Final answer:
The practical range of the function f(x) = 20 + 10x, representing the minutes Jason can play video games based on his study or chore time, is from 20 to 90 minutes. This corresponds to 0 to 7 half-hour increments spent on chores or studies.
Step-by-step explanation:
The question asks us to determine the practical range for the function f(x) = 20 + 10x, which represents the number of minutes Jason can play video games based on the half-hour increments he has done chores or studied.

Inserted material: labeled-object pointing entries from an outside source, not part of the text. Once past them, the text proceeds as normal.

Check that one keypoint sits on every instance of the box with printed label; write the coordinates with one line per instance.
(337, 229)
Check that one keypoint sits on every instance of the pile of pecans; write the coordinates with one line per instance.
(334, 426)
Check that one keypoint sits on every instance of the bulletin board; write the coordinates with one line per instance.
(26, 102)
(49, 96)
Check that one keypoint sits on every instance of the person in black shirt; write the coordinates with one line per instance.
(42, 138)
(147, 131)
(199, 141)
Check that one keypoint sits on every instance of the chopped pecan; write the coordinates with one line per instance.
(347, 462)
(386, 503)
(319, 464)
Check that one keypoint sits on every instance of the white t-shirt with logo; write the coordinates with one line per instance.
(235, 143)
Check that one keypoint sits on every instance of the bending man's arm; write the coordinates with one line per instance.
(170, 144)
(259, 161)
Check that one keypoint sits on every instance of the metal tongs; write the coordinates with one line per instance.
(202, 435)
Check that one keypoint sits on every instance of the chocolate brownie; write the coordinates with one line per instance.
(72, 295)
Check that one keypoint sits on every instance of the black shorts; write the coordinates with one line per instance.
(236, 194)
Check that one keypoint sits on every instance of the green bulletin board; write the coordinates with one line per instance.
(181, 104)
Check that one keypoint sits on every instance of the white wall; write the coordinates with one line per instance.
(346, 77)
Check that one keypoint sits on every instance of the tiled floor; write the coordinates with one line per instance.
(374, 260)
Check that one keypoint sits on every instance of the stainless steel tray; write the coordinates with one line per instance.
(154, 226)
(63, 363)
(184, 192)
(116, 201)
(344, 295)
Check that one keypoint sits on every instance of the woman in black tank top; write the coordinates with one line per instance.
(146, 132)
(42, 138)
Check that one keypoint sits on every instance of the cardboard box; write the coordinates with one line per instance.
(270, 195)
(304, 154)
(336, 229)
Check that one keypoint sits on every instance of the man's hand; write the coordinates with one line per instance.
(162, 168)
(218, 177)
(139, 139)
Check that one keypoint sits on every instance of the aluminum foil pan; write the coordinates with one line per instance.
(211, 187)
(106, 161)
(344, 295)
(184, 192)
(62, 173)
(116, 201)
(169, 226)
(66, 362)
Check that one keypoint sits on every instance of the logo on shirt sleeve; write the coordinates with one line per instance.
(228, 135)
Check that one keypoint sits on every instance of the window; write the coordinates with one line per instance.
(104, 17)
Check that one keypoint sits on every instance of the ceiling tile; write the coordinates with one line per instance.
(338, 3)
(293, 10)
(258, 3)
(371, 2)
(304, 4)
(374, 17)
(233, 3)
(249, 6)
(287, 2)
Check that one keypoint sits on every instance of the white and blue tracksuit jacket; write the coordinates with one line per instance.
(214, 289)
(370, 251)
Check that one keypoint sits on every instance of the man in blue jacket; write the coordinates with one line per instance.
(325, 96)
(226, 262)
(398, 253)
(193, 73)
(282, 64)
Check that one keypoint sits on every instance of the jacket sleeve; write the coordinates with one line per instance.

Given that he cannot play for more than 90 minutes a day, we need to find the maximum value of 'x' that would make f(x) equal to 90. The equation would be 20 + 10x = 90. Solving for x, we subtract 20 from both sides, getting 10x = 70, and then divide both sides by 10 to find x = 7. Therefore, the maximum number of half-hour increments Jason can spend on chores or studies to play for 90 minutes is 7, which corresponds to 3.5 hours.
As Jason can only play a minimum of 20 minutes a day, regardless of whether he does chores or studies, and a maximum of 90 minutes, the practical range of the function f(x) is from 20 to 90. So, the function is f(x) = 20 + 10x where 0 ≤ x ≤ 7. The practical range of f(x) is therefore from 20 to 90 minutes.